Figure 2: Gershgorin disks for a randomly generated 4 by 4 complex matrix
Observer Design and Identification Methods
State-dependent Riccati equation (SDRE) filtering techniques have been extensively used for nonlinear state/parameter estimation within a wide range of applications. The standard SDRE filter, which is set up by direct SDC parameterization, demands complete knowledge of the system model, and the disturbance inputs characteristics, which severely degrade its performance in practical applications. We proposed a robust SDRE filter based on the H_infinity norm minimization criterion, to effectively estimate the states of nonlinear uncertain systems exposed to unknown disturbance inputs. Extension of this work in considered for exponential stability, and in stochastic domain.

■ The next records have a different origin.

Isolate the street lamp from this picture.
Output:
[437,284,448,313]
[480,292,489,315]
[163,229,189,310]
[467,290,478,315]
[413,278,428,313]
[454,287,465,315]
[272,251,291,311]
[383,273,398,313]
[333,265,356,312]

Currently, for highly uncertain models the proposed robust SDRE is combined with a switching algorithm. The theoretical development of this filter and its robustness analysis is reviewed and its implementation on the uncertain nonlinear model of Lithium-Ion battery is considered. The stimulation and the implementation results verify the efficiency of the extended filter, which is quite promising to be implemented on other nonlinear and uncertain plants.
Figure 3: Generic functional block diagram of SDRE Architecture with Built-in Parameter Estimator
Brain Computer Interface (BCI)
Brain-computer interface (BCI) establish a connection between the brain activities and robotic systems through converting the brain signals into perceptible control signals for machines. Such a system has been a specific area of interest in order to provide interaction of people with disabilities with the surrounding environment. Using the system, the brain patterns for a certain type of behavior is obtained and the related control commands is produced. This control signal represents a specific neuro-behavior of the brain and can be used in BCI systems. From the EEG signals, SSVEP may be retracted as a specific type of control signal which is produced at the occipital lobe of the brain in response to an external oscillating stimulus. The frequency of this signal is matched with the frequency of the input stimuli that can be identified using EEG test, which is the focus of the current research.
As the brain signals are the neurological reaction of the individuals to stimulus signals it is crucial to design a suitable stimulus system as well as investigation of its effectiveness. In our research group, a suitable visual stimulus system is designed and implemented, and its effectiveness is proved through experiments. Various statistical and pattern identification methods such as CCA, MSI and MEC for coding the main characteristics of the SSVEP signals are implemented in the test bed by recording data of several individuals. For having a physical perception of the BCI system a robotic arm is used. An integrated system comprising the robotic arm and commercial Emotiv Brainwear® is developed and the final implementation is performed on the robotic arm. The experimental results on different subjects shoes the promising horizons of using such technology for disabled people.